In their opinion, Judges Bauer, Ripple, and Kanne affirmed. The Court reviewed relevant statutory and plan provisions:

  • the plan must calculate withdrawal liability and provide an installment payment plan
  • the employer may challenge but must make the payments during the arbitration process
  • the plan may demand immediate payment in the event of default (defined as the failure to make payment if not cured or any event which the plan defines as indicating a substantial likelihood that the employer will be unable to pay)
  • under the "substantial likelihood" default, a plan may demand full payment of withdrawal liability
  • the Fund adopted a rule that included an employer's insolvency as a default event under the "substantial likelihood" clause.

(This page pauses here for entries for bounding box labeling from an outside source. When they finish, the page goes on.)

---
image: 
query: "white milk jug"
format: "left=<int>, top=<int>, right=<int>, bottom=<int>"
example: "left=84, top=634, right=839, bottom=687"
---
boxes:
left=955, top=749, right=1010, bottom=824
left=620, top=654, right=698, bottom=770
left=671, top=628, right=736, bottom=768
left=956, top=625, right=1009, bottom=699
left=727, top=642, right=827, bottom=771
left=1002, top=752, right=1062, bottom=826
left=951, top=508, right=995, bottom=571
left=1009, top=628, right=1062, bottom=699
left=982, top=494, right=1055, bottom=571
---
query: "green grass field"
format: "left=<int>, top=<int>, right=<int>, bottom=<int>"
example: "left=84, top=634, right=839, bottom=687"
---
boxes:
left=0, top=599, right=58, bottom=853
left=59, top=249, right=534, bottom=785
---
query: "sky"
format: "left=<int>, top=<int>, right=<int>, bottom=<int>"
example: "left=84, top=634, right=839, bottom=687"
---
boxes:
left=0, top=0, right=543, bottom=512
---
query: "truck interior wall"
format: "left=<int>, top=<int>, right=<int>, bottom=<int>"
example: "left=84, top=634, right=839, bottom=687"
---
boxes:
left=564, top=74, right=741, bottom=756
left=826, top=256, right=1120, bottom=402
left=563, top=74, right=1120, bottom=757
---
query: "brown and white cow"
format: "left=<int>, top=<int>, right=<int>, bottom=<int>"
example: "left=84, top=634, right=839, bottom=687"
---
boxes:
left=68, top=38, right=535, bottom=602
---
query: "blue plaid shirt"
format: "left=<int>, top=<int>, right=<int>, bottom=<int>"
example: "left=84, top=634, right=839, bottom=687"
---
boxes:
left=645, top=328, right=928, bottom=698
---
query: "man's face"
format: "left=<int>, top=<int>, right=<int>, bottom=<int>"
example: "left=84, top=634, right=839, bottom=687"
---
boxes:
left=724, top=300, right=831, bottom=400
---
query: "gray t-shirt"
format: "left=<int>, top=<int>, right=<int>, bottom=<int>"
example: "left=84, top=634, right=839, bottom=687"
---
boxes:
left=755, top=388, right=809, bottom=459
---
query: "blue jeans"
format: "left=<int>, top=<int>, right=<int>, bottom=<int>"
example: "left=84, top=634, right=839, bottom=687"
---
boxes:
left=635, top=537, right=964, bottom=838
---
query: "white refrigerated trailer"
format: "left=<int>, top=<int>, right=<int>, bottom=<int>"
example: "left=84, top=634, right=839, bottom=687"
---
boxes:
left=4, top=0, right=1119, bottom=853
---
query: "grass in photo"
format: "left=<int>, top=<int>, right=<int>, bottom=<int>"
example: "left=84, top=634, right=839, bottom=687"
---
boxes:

The issue before the Court was whether the employer must immediately pay, notwithstanding arbitration, its entire withdrawal liability when demanded under the substantial likelihood default clause. The Pension Benefit Guarantee Corporation (PBGC) has promulgated a regulation that a default under the failure to pay paragraph does not take effect until 61 days after the arbitrator makes its decision. The substantial likelihood clause does not contain the same language as the failure to pay clause relied upon by the PBGC in reaching that conclusion. The PBGC is the agency charged with the administration of the provision -- the Court found that interpretation a reasonable one and found it worthy of deference. It therefore concluded that an accelerated default payment under the substantial likelihood clause is not deferred pending arbitration.